Business Times reports on the oversupply of office space in America’s big city downtown cores. Values are down dramatically as the work-from-home movement really begins to seem permanent.
People got a taste of work-from-home during Covid, and they loved it. Nobody missed the hours of commute time and expense. Many loved the more relaxed child care situation, reduced wardrobe costs, etc. And many learned they could be as productive as before, or even more so, when the lost commute time was regained.
One guesses bosses miss being able to surveil their workers at work. Automated keystroke monitors aren’t quite the same experience. Apparently some bosses have demanded a return to the office and heard “hell no” coming back at them, loud and clear.
Eventually those empty towers will be converted to some use, but exactly what use isn’t clear. Preliminary surveys suggest the cost to convert to dwellings may be higher than the cost to demolish and rebuild as purpose-built apartment blocks. If that doesn’t pencil out, perhaps they will be abandoned and eventually stand like the ruins at Chaco or Mesa Verde, monuments to a life that exists no longer.

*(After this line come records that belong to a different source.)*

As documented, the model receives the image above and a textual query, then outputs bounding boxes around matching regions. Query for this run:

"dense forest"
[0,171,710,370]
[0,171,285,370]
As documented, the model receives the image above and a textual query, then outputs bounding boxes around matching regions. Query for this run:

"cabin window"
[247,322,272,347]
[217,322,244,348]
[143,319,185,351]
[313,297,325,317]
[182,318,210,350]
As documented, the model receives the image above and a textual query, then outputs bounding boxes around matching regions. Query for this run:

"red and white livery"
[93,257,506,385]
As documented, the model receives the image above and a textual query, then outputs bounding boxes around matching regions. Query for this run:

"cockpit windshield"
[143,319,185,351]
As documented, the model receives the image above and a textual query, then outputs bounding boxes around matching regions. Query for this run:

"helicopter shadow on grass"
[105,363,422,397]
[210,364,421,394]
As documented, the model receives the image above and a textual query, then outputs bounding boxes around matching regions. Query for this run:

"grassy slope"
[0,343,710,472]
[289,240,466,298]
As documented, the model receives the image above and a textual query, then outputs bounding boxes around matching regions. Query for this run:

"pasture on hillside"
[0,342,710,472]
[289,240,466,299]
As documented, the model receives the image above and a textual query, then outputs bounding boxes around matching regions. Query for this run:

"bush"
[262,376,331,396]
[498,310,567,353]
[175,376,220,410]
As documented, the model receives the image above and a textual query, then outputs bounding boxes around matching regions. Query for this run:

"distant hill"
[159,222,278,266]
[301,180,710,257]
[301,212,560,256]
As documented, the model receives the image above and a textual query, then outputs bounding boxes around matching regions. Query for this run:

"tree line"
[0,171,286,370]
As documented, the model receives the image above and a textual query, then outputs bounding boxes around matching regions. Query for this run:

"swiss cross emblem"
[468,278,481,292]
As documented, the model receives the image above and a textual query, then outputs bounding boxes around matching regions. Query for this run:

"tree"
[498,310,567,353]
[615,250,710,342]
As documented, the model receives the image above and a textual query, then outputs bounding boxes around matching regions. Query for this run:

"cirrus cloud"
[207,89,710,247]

Our population is declining, I activate my science fiction honed imagination and picture a pastoral society living in small hamlets and rural settings, connected seamlessly by electronics while automated factories produce what is required and route it to where people choose to live. Not in my lifetime, that is for sure.
Maybe what we are seeing is the beginning of a trend which explains why we’ve never been visited (as far as we’re aware) by spacefaring creatures. At some point intelligent creatures stop the endless striving and hustling and never get around to true spacefaring, but become happy hobbits in the shire.